Bitcoin (BTC) ‘Call Writing’ Back in Vogue as Cash And Carry Strategy Loses Shine

Writing or selling bitcoin (BTC) call options, one of the most favored yield-generating strategies a year or so ago, is back in vogue as the recent market swoon has dented the appeal of the cash and carry arbitrage.

Selling a call option is a way of offering insurance to the buyer against bullish price moves in return for compensation, called a premium. The premium received is the maximum profit a call option seller stands to make.

In late 2022 and the first half of 2023, traders consistently sold bitcoin and ether call options at strikes well above the going market rate, generating additional yield on top of their spot market holdings. Now they are selling $80,000 BTC call options expiring at the end of May, according to algorithmic trading firm Wintermute. Bitcoin is currently trading around $58,000.

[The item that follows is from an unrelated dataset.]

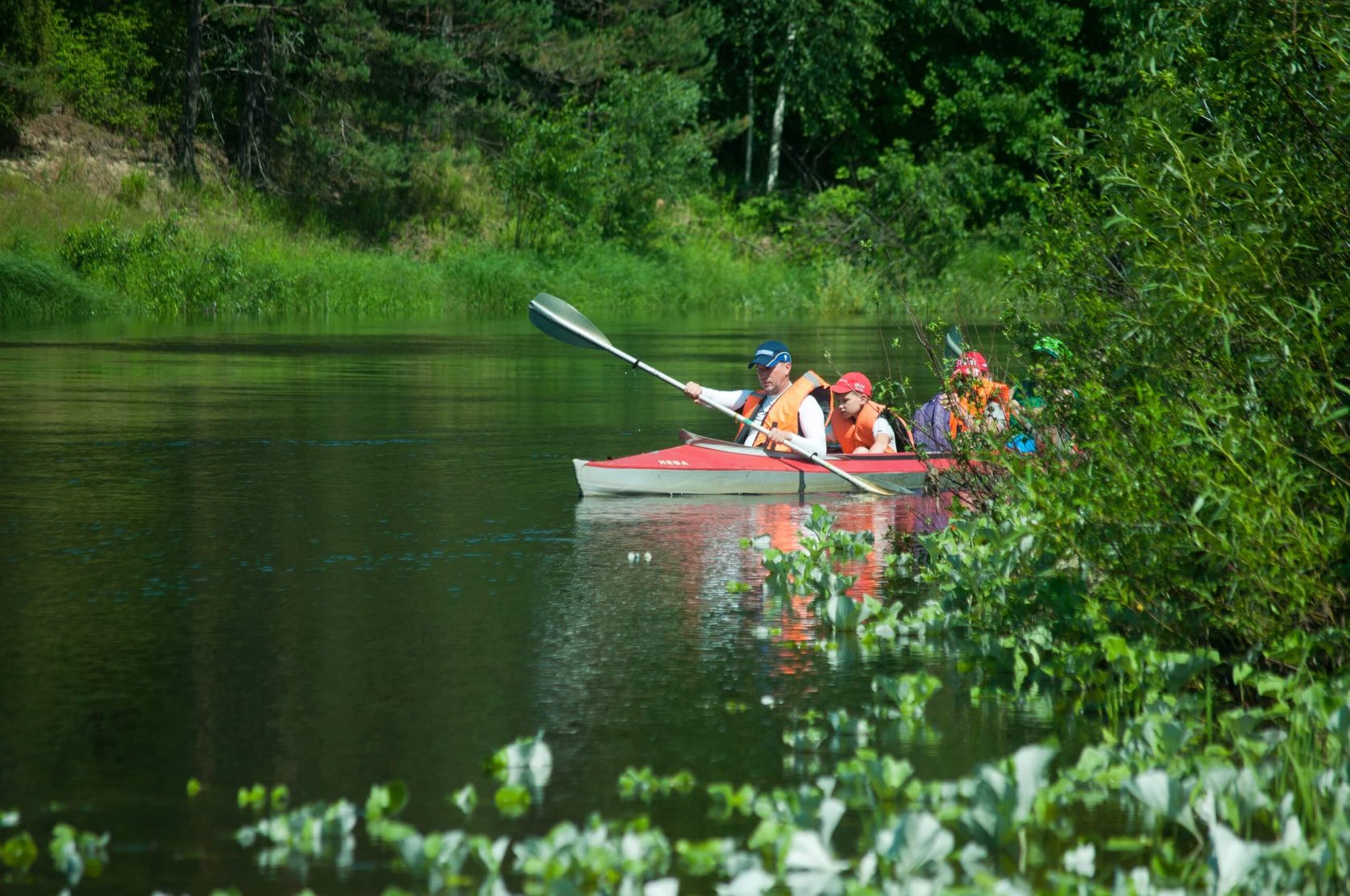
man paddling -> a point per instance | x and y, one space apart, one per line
788 409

“One popular strategy among traders is to sell out-of-the-money call options at higher strike prices, like the $80,000 mark set for the end of May. These strikes are beyond the current high range and are less likely to be exercised, allowing traders to collect premiums while reducing their risk exposure,” Wintermute said in a note shared with CoinDesk.

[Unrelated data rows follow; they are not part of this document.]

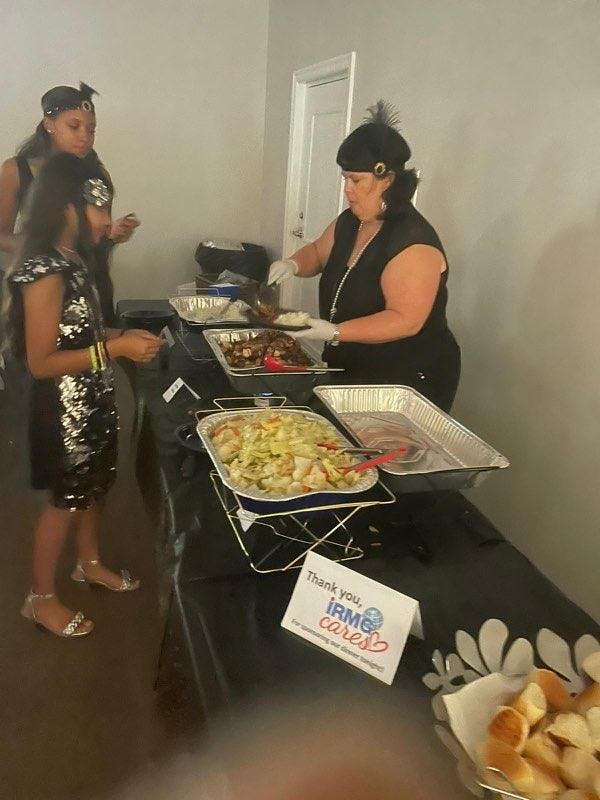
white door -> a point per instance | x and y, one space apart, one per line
317 196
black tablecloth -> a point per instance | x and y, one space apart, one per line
225 620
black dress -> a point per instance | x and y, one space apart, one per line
100 255
428 361
73 420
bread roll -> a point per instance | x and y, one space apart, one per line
510 727
531 703
543 750
571 730
557 696
593 720
545 781
579 770
589 698
577 794
591 665
515 768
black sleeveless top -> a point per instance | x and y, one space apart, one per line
362 295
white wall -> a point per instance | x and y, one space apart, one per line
500 101
180 116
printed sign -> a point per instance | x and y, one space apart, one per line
353 617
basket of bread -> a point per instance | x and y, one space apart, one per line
527 735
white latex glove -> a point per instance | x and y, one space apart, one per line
281 271
320 331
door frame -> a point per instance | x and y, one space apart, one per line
332 69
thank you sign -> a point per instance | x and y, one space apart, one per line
353 617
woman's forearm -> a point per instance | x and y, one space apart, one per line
308 261
385 326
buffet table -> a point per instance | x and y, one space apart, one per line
223 638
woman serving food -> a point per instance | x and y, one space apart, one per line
382 294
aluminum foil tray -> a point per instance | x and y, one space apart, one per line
216 338
209 423
441 453
208 310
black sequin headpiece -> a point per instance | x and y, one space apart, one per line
67 98
375 146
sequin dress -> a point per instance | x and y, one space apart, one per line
73 418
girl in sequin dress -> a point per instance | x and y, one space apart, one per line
53 318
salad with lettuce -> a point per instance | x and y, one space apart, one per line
283 453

If bitcoin ends May below $80,000, the sellers will walk away with the entire premium received. However, they stand to lose money if the price surges above $80,000 and they don’t hedge or hold spot market longs.

Renewed demand for selling bitcoin options is evident from the slide in the leading crypto options exchange Deribit’s implied volatility index (DVOL), an options-based measure of expected price volatility over the next 30 days.

The implied volatility is influenced by demand for options and increased preference for writing usually drives the metric lower.

The DVOL has collapsed from an annualized 72% to 59% in 10 days, according to charting platform TradingView. The ether (ETH) DVOL fell from 80% to 60% last week, only to bounce back to nearly 80% this week.

Singapore-based QCP Capital also noted a heavy selling of BTC call options last week.

“This is the result of spot price being stuck in a tight range and the basis yields drying up. The desk has seen many customers pivot back to option selling strategies,” QCP said in a market note last week.

Bitcoin fell as low as $56,600 Wednesday, diving out of a four-week consolidation between $60,000 and $70,000 due to several factors, including dwindling demand for spot exchange-traded funds and a resurgent dollar index.

The cash and carry arbitrage involves buying the underlying asset in the spot market while simultaneously selling futures contracts when the latter trades at a notable premium. It’s a strategy that helps traders capture the premium, or the pricing discrepancy, while bypassing volatility associated with price moves.

The strategy, however, is now a lot less appealing than during the first quarter because the futures premium has declined sharply in recent weeks.

The annualized three-month futures premium in bitcoin futures listed on Binance, OKX and Deribit has dropped to nearly 5%, down significantly from the high of 28% at the end of March. The premium in the regulated futures listed on the Chicago Mercantile Exchange has seen a similar slide.

In other words, the so-called market-neutral bets no longer offer a significantly higher return than the much-safer U.S. Treasury notes. As of writing, the yield on the 10-year note, the so-called risk-free rate, was 4.61%.